When is a node considered closed? This is an interesting point, as there are two circumstances that cause a node to be considered closed. One of them is when another node with an equal or lower level appears. The other is when the entire file has been processed and there are no more nodes to validate. At these points, the node is considered closed, and validations can begin.
Language Nodes
In the language description, we mentioned that data types have no limitations and are not tied to a specific language, so validations should only be checked using regular expressions or methods that ensure this.

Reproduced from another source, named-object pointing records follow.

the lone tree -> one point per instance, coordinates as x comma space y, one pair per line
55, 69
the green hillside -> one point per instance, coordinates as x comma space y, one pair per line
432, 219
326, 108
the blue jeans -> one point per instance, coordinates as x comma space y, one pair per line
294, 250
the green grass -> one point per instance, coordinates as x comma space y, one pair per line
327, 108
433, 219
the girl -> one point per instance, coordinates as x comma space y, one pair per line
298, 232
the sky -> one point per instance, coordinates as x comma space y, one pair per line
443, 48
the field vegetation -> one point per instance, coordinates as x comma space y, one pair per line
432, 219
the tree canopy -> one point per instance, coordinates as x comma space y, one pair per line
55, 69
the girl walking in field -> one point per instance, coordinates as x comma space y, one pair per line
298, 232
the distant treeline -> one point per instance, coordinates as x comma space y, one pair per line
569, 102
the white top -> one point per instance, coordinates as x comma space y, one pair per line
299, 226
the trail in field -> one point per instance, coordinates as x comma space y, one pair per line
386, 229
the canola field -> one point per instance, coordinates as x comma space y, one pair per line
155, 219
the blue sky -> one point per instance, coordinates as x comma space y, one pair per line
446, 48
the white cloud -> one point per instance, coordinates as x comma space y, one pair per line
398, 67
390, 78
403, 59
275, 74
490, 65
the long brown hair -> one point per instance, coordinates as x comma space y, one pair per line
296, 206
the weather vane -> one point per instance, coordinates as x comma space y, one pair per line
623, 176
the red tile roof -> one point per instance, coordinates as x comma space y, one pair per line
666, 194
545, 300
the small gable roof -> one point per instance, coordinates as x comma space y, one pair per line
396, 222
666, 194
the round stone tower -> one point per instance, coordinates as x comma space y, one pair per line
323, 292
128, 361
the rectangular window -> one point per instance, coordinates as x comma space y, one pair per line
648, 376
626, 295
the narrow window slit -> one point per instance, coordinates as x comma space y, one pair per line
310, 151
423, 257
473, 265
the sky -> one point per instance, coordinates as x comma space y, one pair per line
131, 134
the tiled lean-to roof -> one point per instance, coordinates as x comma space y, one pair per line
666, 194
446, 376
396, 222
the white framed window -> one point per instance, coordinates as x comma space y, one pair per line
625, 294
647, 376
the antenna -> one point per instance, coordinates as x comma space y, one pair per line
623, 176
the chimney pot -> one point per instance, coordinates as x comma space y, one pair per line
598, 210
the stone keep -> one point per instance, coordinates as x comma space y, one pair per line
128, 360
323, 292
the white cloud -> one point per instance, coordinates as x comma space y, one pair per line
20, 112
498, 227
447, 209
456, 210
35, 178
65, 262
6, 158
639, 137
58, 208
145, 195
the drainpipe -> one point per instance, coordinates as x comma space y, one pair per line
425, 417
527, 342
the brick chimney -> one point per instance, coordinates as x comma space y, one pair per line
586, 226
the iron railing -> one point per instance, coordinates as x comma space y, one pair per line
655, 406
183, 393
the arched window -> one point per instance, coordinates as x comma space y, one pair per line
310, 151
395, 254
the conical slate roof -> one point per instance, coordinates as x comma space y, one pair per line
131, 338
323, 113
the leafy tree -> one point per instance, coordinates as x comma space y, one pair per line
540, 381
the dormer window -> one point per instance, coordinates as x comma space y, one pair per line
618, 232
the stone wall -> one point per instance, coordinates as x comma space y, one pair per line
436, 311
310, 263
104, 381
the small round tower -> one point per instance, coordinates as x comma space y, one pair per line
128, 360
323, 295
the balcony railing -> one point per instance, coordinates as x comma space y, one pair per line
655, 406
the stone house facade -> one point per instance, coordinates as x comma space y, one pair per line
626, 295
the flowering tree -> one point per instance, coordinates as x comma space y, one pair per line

We have the following node types:
- NODE
- TEXT
- URL
- NATURAL
- INTEGER
- RATIONAL
- NUMBER
- BINARY
- HEXADECIMAL
- BASE64
- BOOLEAN
For example, the regular expressions we could use to validate nodes are:
BINARY = ^(0|1|\s)+$ BOOLEAN = ^0|1$ HEXADECIMAL = ^([a-f0-9]|\s)+$ INTEGER = ^(\-|\+)?\d+$ NATURAL = ^\d+$ NUMBER = ^(\-|\+)?\d+\.\d+(e(\-|\+)?\d+)?$ RATIONAL = ^(\-|\+)?\d+\/\d+$
Grammars
Storage
Grammars are obtained from the Internet, but it is neither practical nor efficient to have to fetch definitions remotely every time. The most efficient strategy is to have a kind of grammar repository, on disk, and always fetch them from there. If not found, they would be fetched from the Internet, and that repository would be updated. It is also possible to set verification times or other strategies. The idea is that grammars do not change over time, or at least they should be backward compatible.
Initial Grammar
Keep in mind that it is not possible to create a parser without having the grammar beforehand. To parse a grammar, you need the definition of the base grammar already parsed. For this reason, there will be an initial grammar definition in the code itself.
Details to Consider
There are some details to consider in parsing:
- Case-insensitive: All nodes are considered CASE-INSENSITIVE, so the appropriate transformations must be made during the parsing process.
- Base64: With BASE64 text, line breaks must be allowed, and a standard parse of the obtained content must be performed.
- For reading lines, both UNIX and DOS formats must be considered. Therefore, both line breaks and line break + carriage return will be allowed. This is done to allow quick file edits from any environment, although the most appropriate standard is always UNIX (line break only).